We immediately rule out the possibility of going to Badaling. It is the most visited part of the Great Wall, being quite restored and being one of the closest to the city of Beijing. They commented several guides and websites that is a type of Disneyland: all full of shops and souvenirs with a wall that has little of the original. Anyway, for those who are interested, comment that the tours to Badaling are usually the cheapest if you book with an agency.
We had spent the previous day with inquiries and visits to ticket offices and train stations to get the ticket to Xian (in fact, I write this unveiled on the bed of the train that is taking us there) and we decided to go from moves and races for the visit that makes us more excited in China. In addition, the tour price that the hostel gave us we found the best: 220Y (less than 30 euros to change) per person. This includes transportation, the entrance -sale for 45Y if you buy it separately-, the visit to the tombs of the emperors of the Ming dynasty-40Y entry included- a meal -nothing of shabby bag with sandwich, but delicious Chinese food in a restaurant- and visits to a jade factory, a silk factory and a tea shop.
Of course, if you opt for a tour, beware of the prices they offer. From what we saw on the internet and on the street, our hostel gave us a more than reasonable price, but there are others who want to take advantage of the tourist, as everywhere.
The visits to the factories are of a commercial nature, but they are not overwhelming just for you to buy and that of the silk factory and the tea shop were really interesting.
They came to pick us up at the hostel at 8 am and we were a group of only 8 people accompanied by Laura, a Chinese guide who spoke English.
After a first stop at the jade factory, we arrived at tombs of the Ming. The cold was intense and there were hardly any people. Three graves - as if they were colorful houses - remain open to the public. The color of both the interior and exterior is very striking and the guide explained some history about the Ming and some tradition that people still fulfill today, such as passing each door lintel first with the left leg for men and right for women, if they want to get lucky.
After about 45 minutes we headed to the big star of the day: the big Wall.
The road is an hour in which we cross villages and towns of very poor appearance, in which people were simply sitting in the sun, watching life go by. Some frozen creek was the only nearby trace of water and the trees had a somewhat sad brown color, consistent with the views.
Upon reaching Mutianyu some souvenir sellers approached us but they never insist too much and you can rest easy.
To access the wall you can take the chair lift for 65Y or climb a stairway that can take about 25 minutes if you are moderately fit. The guide told us that it would take 45 minutes on foot but we ignored it and we were the only ones who chose the mountain on the chairlift. When in 20 minutes we reached the wall and saw our colleagues complaining about the state of the chair lift, we realized that we chose the best option.

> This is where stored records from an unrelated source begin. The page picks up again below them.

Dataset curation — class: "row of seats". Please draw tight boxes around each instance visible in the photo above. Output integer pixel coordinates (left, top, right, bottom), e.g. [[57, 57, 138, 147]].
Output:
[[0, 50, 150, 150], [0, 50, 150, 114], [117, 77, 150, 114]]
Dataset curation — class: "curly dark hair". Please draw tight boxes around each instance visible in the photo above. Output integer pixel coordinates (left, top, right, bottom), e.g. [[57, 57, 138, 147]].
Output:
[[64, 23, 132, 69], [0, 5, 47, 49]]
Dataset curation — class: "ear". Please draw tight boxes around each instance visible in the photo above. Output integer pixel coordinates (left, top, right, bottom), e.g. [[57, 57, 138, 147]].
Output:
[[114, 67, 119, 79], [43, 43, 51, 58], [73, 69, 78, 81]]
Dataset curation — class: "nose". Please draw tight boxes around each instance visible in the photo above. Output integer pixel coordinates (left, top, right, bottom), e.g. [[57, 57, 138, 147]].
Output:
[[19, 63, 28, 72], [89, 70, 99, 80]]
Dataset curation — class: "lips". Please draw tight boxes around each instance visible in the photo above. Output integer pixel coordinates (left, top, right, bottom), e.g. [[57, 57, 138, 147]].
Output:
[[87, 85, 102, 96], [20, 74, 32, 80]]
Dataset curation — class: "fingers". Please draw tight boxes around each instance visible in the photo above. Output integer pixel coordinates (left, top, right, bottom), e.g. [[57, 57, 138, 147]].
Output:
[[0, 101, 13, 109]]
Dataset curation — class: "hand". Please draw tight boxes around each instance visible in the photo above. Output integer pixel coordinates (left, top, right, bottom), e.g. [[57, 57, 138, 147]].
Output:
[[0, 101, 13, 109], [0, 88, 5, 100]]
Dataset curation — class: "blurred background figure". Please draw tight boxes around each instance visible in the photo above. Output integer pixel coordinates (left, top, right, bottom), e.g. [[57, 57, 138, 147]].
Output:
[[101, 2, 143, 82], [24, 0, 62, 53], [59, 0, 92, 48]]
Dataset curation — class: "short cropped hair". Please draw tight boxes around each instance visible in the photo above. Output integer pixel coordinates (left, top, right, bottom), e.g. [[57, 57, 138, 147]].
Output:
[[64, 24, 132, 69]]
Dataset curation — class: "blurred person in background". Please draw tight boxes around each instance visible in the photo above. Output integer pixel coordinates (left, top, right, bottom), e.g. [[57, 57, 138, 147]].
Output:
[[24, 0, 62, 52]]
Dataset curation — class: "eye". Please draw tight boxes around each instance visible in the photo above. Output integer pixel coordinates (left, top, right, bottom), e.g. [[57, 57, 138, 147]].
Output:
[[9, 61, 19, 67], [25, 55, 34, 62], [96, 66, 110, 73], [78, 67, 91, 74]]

They left us 2 hours to visit our ball. If the guide asks you how long you want to stay there do not cut yourself and tell him what you want. She initially proposed an hour and a quarter and the whole group shut up. I saw him very little and said 2 hours, although later I realized that he would have thrown me there much longer.
The Great Wall had a hypnotizing power in me. To contemplate that construction, to see how it extends through the mountains, with its watchtowers every certain distance; thinking about the human effort that was needed, the battles and skirmishes that should have been given, etc ... etc.
I made the mental effort that I usually do in places like this: try to imagine it at the time it was built and used. Hopefully in the future something is invented that can make you live that feeling in a real way. It would be great!
We went up and down the steep steps to the east, where we could see a part of the ancient wall, almost demolished by the passing of the years. There were hardly any people and we managed to be alone with the Wall when we passed a “No trespassing” sign and started walking through one of the sections that is covered by bushes and weeds and whose path is only dirt.
Following this path we reach a watchtower almost completely demolished from where the views were really imperial. There we sat at the Sun and contemplated a small part of this work of colossal magnitude.
The 2 hours flew by. Although it was almost impossible mission to continue where we had gone, I would have liked to explore the west side more - although it was more reconstructed - or just sit and watch and relax.
We descended again walking and went to eat with the group.
In the afternoon we visit the silk and tea shop, which surprised us very positively, learning things about both goods that I totally did not know.
They returned us to the hostel at about 5 pm and we were really satisfied with the great tour they had given us.
At night, sheltered in the bunk of the hostel, I remembered that wall and imagined the troops of Genghis Khan assaulting them while the arrows whistled everywhere and the warriors put the scales to kill the defenders. I-Pad, I-pod, last generation mobiles ... but, for when the time machine ?. Come scientists, to put the batteries that I want to be able to teleport in time before patting it.